Oaks are not the only trees in trouble from drought.
"Several tree species can be killed by drought, especially understory trees that typically live in moist conditions. Dogwoods, beeches and magnolias all fit in this category. They do not like to be without water," Dicke said.
Magnolias and dogwoods with dry shriveled leaves are probably in drought trouble, but beeches can be deceiving. The beech leaves typically dry and shrivel in the fall, but stay on the trees through the winter. Landowners with beech trees won't know until spring whether their trees survived the drought this year.
Oak trees that survived the drought by dropping leaves are still not out of the woods yet. Stressed trees are much more susceptible to insect and disease problems, and red oaks can get oak decline, a fast- acting, killer disease.
"Several areas in Mississippi already are starting to experience outbreaks of oak decline," Dicke said. "Long-term drought stress and oak decline go hand-in-hand, but not since the drought of 1978 to 1980 has our oak population been so susceptible to this disease."

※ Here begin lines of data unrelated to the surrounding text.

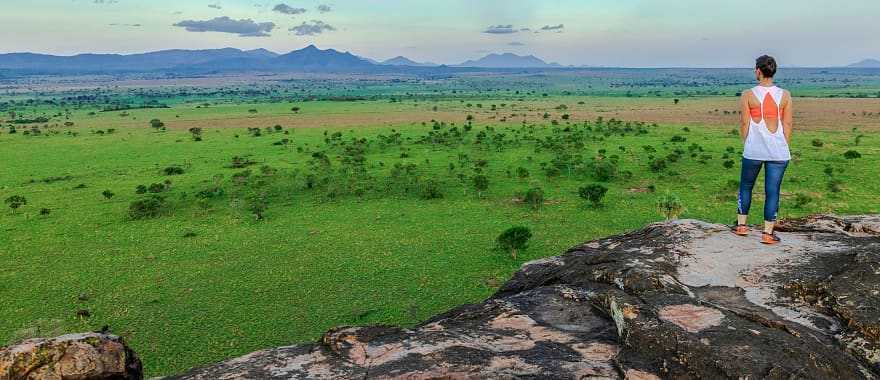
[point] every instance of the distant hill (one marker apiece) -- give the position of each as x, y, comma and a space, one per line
131, 62
508, 60
404, 61
867, 63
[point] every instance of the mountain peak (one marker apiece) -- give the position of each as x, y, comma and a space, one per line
507, 60
866, 63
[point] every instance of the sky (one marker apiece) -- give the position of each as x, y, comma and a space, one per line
626, 33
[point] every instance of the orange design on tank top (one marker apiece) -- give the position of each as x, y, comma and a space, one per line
770, 108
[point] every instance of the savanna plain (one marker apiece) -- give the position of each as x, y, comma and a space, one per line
204, 218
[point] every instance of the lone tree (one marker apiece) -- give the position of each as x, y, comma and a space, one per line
514, 239
157, 124
196, 133
593, 193
670, 206
481, 184
15, 202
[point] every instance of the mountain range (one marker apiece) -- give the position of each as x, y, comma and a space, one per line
867, 63
308, 59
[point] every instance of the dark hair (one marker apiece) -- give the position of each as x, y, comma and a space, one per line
767, 65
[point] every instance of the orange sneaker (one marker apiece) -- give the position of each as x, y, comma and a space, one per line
770, 239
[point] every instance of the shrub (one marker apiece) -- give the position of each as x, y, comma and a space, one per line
604, 170
481, 184
15, 201
430, 189
514, 239
173, 170
146, 208
658, 165
670, 206
196, 133
534, 197
593, 193
835, 185
157, 124
801, 200
157, 187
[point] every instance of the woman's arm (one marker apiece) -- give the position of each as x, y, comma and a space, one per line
745, 117
787, 113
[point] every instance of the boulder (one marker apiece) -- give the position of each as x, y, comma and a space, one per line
682, 299
71, 357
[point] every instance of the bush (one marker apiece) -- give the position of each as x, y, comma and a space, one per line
430, 189
15, 202
801, 200
670, 206
481, 184
658, 165
593, 193
157, 124
514, 239
534, 197
604, 170
835, 185
146, 208
173, 170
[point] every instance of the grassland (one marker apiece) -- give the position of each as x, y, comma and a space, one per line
345, 237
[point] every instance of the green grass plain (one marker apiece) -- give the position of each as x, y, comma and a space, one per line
206, 280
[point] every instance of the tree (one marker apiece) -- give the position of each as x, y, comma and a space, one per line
196, 133
593, 193
157, 124
15, 202
670, 206
514, 239
481, 184
534, 197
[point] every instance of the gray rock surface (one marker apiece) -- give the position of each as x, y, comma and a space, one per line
70, 357
682, 299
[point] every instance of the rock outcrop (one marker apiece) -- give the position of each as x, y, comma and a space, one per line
71, 357
682, 299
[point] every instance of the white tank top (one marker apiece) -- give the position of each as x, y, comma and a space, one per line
761, 144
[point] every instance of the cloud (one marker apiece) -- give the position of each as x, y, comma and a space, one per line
243, 27
500, 29
312, 28
554, 28
288, 10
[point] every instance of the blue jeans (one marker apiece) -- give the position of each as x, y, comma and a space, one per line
772, 181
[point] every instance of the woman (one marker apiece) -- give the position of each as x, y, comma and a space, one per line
765, 130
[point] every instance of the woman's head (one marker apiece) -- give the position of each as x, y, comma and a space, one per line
765, 67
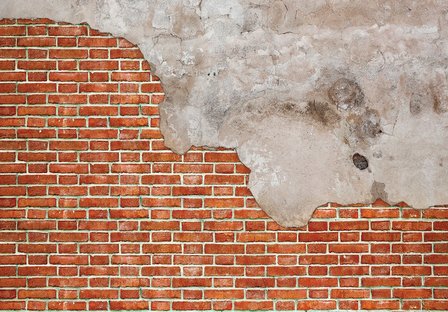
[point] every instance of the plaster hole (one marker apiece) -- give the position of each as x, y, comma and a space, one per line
346, 94
360, 161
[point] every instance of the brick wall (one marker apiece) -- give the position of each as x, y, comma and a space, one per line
96, 213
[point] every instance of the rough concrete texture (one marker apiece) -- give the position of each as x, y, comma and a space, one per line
324, 100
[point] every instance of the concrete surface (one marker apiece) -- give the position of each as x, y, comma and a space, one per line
324, 100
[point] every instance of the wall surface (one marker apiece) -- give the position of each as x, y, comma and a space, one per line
281, 81
97, 213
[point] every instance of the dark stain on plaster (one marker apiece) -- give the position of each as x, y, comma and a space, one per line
322, 113
360, 161
378, 190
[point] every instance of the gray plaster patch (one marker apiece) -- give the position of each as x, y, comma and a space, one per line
297, 87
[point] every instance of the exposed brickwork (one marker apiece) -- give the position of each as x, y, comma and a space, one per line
96, 213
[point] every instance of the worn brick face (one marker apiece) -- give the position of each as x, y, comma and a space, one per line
97, 214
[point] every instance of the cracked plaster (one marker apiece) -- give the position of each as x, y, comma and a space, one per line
324, 100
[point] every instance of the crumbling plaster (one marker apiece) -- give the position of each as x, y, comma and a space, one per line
324, 100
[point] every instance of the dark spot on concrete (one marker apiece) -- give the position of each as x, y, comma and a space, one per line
323, 113
416, 104
346, 94
360, 161
437, 105
378, 191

Oak decline begins by killing the branches in the top and center of the tree, leaving the lower branches alive and thinning yellowing leaves that remain. As the disease progresses, bark falls off the trunk and gray or black fungal patches appear.

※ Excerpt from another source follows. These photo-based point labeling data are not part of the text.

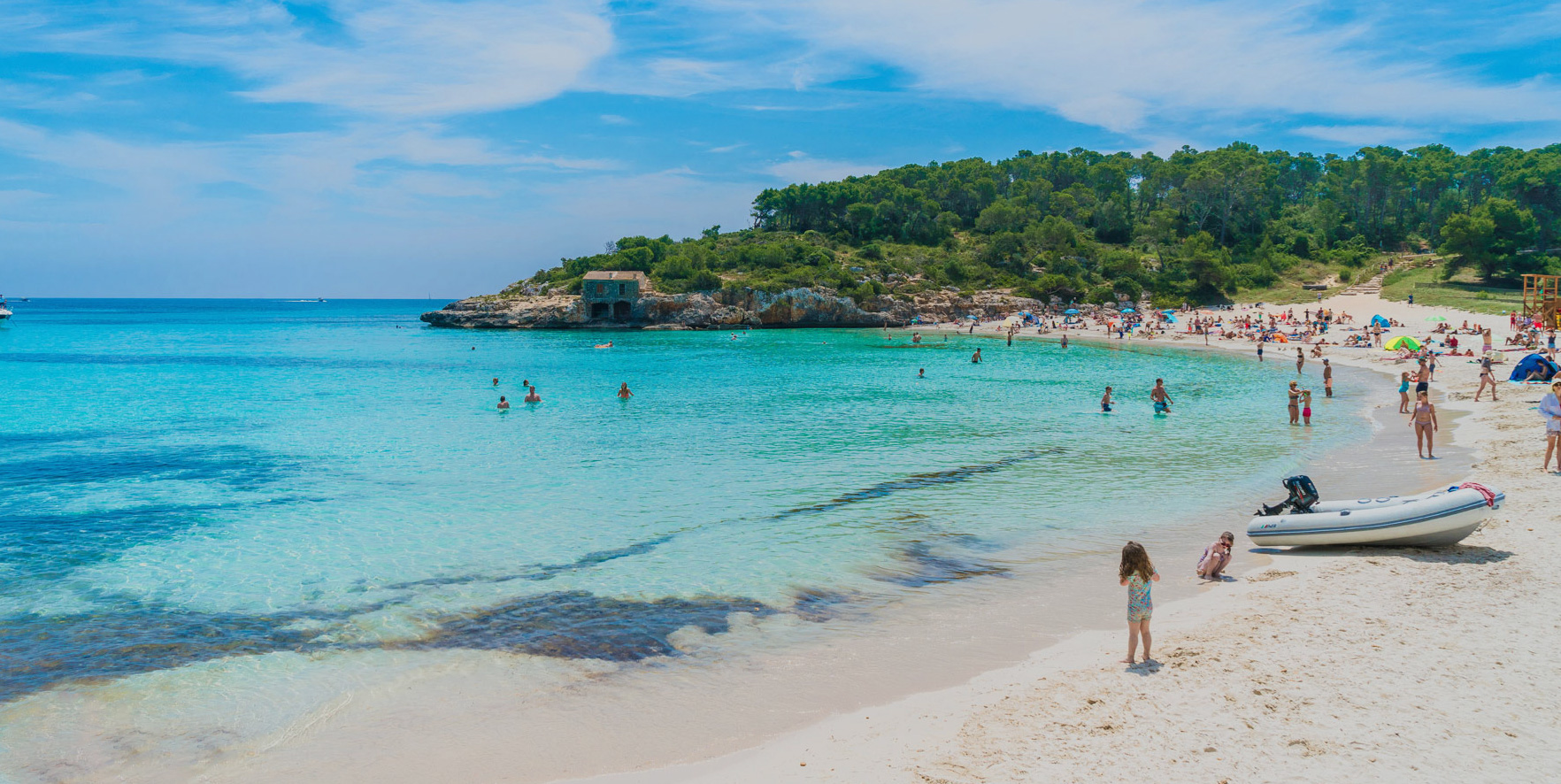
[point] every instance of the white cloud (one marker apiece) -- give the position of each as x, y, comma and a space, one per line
396, 58
1132, 65
1368, 135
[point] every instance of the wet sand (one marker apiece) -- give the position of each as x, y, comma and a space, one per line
1360, 664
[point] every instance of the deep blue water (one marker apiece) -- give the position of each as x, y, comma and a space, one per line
192, 480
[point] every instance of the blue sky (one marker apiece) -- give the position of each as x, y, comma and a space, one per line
431, 147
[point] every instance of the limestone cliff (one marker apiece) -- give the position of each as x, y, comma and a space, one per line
729, 308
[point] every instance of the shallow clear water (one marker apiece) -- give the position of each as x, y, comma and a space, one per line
188, 481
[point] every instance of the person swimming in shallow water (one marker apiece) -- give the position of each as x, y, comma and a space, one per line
1160, 397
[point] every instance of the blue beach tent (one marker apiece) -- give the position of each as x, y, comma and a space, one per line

This disease is spread by woodborers, which are long-horned beetles, and root grafts, or places where the tiny roots of different trees make contact and sometimes grow together.
"The best way to protect trees is prevention," Dicke said. "Isolate infected trees to prevent the disease spreading to nearby healthy specimens."
In landscapes, infected trees are often harvested and a trench dug around the tree to sever all infected roots. In timber stands, infected trees are cut down and the stumps treated to kill the roots quickly.
Keep trees healthy and monitor them for any signs of illness or decline. Call in a forestry professional at the first sign of trouble.